Thank you for visiting my blog! If you are visiting because you have experienced a pregnancy or infant loss, let me say that I am so very sorry. I started this blog shortly after our Baby Grady was stillborn on November 12, 2008. Please visit the sidebar below called "Labels" to find the topic in which you are interested, or just read as your heart desires.

Friday, November 11, 2011

3 Years. Nothing New.

It's 10pm, and I sit here alone. Gib, Matthew and Emma Grace are asleep. Jessica has a friend over, and they are upstairs watching a movie. I'm sitting in front of this computer wishing for something new to write about Grady, but there is nothing. It is so much fun to reflect on Matthew and his growth, to see the girls growing and changing and experiencing life in so many ways.

But, there's nothing new to write about Grady.

And I so wish there was.

How big he would be. What he loved to eat. His favorite toys/games, etc.

But there's nothing.

Nothing but those "wondering thoughts" I wrote about a long time ago, only a couple of years older.

I sit here and can't help but think back to this day/night three years ago.

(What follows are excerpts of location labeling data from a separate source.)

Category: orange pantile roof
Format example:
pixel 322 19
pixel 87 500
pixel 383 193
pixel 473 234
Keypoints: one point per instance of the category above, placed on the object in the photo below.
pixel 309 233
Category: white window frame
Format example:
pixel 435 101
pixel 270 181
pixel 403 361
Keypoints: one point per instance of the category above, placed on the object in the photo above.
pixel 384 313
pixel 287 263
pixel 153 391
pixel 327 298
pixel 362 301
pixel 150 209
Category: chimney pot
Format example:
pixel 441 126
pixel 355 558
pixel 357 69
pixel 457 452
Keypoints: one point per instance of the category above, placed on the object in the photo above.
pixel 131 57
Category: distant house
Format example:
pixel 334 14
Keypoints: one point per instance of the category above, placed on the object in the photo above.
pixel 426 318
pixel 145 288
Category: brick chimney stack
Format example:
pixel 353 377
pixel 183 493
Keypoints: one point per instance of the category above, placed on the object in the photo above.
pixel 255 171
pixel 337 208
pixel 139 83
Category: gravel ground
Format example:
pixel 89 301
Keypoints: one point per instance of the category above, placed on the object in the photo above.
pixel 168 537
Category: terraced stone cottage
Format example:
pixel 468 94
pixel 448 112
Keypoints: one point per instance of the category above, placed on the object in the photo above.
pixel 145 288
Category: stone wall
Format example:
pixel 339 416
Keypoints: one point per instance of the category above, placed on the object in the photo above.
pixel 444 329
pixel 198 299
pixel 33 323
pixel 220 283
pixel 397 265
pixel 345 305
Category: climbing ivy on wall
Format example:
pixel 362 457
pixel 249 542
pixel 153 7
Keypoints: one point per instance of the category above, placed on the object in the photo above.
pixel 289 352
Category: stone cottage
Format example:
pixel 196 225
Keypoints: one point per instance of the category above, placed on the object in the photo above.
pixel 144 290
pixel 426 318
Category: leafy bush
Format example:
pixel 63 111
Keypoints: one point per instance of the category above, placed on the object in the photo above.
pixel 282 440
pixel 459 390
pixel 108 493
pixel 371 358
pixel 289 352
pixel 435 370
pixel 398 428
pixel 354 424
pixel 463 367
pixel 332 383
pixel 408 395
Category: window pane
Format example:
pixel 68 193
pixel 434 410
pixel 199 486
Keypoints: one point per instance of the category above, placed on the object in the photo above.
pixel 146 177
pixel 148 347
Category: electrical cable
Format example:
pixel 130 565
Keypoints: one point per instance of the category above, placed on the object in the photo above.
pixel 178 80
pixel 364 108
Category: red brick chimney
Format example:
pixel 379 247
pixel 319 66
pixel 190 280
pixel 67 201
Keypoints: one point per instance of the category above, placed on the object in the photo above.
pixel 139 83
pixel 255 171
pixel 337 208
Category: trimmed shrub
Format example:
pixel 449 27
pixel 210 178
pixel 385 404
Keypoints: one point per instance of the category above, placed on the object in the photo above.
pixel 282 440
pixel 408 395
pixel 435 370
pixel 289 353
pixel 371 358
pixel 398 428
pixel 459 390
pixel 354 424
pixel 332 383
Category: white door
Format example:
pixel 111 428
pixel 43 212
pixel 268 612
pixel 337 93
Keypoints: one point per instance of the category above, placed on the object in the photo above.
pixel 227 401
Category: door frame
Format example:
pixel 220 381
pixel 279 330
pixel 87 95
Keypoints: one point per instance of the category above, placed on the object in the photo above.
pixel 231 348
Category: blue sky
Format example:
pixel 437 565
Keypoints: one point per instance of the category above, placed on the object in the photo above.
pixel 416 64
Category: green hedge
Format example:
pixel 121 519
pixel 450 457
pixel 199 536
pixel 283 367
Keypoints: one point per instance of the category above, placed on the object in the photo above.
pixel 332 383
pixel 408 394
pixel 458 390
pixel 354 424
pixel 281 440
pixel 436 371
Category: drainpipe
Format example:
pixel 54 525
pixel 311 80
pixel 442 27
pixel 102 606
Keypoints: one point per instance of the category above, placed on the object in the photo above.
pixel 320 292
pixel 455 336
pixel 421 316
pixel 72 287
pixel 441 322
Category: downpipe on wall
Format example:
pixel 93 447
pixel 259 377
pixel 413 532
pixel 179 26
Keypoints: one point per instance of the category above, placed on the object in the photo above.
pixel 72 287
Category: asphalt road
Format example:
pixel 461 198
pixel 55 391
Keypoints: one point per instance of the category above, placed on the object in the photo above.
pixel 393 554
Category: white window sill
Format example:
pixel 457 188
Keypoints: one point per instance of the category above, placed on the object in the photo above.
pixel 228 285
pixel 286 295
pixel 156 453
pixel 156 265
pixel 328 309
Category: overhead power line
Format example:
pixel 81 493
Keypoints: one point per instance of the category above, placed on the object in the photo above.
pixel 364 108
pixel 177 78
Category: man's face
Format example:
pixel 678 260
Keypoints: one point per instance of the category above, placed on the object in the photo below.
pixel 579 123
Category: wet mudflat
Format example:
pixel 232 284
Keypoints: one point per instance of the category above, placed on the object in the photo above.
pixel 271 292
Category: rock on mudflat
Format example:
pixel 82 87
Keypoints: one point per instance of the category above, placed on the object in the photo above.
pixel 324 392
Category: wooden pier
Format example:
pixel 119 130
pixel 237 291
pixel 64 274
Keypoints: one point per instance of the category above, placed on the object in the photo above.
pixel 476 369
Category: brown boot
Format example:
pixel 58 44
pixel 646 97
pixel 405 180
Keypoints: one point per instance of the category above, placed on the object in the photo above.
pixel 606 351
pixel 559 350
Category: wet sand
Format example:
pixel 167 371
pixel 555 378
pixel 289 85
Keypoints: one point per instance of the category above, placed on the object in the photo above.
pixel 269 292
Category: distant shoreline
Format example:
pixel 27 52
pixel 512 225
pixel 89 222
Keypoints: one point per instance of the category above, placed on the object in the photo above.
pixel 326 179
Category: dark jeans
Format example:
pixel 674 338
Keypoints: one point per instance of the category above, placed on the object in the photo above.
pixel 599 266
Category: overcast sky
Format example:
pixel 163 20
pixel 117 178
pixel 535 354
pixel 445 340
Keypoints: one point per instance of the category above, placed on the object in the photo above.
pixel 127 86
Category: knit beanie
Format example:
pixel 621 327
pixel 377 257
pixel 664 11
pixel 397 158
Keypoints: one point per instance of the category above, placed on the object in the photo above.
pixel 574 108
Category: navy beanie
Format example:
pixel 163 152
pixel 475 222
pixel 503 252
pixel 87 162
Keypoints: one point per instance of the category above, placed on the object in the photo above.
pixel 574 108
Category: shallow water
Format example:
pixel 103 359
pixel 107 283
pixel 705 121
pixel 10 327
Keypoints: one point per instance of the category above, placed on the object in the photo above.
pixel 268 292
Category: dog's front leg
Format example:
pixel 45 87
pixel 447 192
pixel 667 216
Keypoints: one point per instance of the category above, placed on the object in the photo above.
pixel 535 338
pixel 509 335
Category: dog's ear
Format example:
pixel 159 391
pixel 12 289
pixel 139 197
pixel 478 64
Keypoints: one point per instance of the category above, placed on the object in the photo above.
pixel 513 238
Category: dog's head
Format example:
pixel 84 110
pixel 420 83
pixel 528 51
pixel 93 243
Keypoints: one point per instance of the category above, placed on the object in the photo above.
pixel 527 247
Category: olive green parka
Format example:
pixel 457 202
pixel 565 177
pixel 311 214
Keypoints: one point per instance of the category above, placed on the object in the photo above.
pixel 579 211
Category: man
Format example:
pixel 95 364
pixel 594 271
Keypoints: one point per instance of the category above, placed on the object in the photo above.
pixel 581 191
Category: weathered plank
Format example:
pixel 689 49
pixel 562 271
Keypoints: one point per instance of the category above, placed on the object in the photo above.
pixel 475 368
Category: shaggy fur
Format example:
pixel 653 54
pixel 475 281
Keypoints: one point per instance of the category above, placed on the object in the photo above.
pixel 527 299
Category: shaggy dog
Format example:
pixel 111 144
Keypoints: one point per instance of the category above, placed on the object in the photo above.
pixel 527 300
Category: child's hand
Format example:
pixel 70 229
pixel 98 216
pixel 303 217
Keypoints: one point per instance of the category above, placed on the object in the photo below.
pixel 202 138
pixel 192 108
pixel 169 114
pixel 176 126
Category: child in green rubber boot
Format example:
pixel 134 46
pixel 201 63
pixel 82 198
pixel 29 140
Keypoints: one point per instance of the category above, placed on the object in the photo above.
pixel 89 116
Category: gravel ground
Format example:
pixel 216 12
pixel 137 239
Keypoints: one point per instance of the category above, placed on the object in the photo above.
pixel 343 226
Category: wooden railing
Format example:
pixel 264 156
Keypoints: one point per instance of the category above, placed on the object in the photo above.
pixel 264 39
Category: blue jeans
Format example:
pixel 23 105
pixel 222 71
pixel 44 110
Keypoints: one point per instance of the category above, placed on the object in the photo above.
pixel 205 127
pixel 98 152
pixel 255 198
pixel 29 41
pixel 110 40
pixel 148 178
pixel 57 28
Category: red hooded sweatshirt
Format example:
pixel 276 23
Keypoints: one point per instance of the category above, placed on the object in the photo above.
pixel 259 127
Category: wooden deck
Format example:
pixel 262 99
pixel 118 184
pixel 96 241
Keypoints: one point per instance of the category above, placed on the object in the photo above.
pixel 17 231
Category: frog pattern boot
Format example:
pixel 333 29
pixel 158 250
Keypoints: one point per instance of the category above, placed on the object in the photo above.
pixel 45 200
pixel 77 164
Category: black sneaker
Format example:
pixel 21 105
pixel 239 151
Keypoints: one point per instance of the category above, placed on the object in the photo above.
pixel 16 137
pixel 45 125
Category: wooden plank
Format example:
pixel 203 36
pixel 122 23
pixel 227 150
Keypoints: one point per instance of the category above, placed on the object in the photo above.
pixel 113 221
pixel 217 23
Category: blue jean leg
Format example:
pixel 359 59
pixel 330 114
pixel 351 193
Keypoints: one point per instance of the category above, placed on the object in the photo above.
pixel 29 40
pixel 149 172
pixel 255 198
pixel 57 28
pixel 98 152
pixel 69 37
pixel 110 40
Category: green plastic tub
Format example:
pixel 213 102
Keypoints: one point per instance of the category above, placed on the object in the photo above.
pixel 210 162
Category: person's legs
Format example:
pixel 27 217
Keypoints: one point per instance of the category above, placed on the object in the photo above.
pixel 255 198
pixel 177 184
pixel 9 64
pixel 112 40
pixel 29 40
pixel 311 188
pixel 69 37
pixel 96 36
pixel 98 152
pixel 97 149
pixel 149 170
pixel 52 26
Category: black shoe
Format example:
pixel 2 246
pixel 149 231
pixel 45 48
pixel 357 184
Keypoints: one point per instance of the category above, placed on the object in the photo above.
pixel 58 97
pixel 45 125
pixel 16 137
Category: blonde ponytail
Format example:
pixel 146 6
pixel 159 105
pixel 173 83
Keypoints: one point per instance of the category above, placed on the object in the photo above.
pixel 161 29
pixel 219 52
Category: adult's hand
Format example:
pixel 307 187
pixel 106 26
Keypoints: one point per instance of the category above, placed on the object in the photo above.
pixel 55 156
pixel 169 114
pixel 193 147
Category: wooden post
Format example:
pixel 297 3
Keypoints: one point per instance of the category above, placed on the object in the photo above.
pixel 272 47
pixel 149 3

Would I have done anything differently?

I don't know.

Knowing what I know now, maybe.

Probably.

But I can't change the past. As much as I wish I could, I can't.

Or do I?

Do I really wish I could change the past?

I don't know.

It's still very hard for me because I absolutely cannot imagine my life without Matthew. And I know for a fact that if Grady had lived, Matthew would not be here. Some are quick to say, "You don't know that!"

Yes.

Yes, I do.

Because Gib was going to get "neutered" after Grady and our family was going to be complete.

Matthew would not be here.

But, oh how I long for both of those boys to be here with me! It's so hard to put it into words. So hard, in fact, that I can't. I really can't describe it. Just like I really can't describe how awful and tragic it is to have your child die inside of you. Unfathomable. Unless, of course, it happens to you. Then it becomes your reality.

And you just have to learn how to deal with it. How to incorporate it into your life. Like it or not, it's a part of you forever. And you make the best of it. And you pull at straws for your baby's life to have meaning here on earth.

Grady went to heaven three years ago today, around 4:30 or 5:00pm. I sure hope there was a celebration in heaven today. Three years. That's 1,095 days. Wow!

I tried to find our Now I Lay Me Down To Sleep photographer today. I got his address from his website and went on the hunt for him. Imagine my surprise when his "office" was his house! There was a suite number in his address, so I thought it was an office park. Nope. There was a car in the drive, but after ringing the doorbell twice, no one came to the door. I left his cream cheese frosted pumpkin spice muffins on the door with a thank you note and one of Grady's announcements. I hope he sees them. I just wanted to thank him for the priceless gift he gave our family with the pictures of Grady.

I'm not sure how we will celebrate Grady's birthday tomorrow, but I will do my very best to blog about it. Thanks for listening to my rambling. That's what I feel like it is. Rambling. Because I've said the same thing 1,000 times before...

Love,
Tonya

4 comments:

  1. Hi Tonya...I know you have so many thoughts and emotions running through your heart and mind right now...and I just wanted to write to you and send you a virtual ((Hug)).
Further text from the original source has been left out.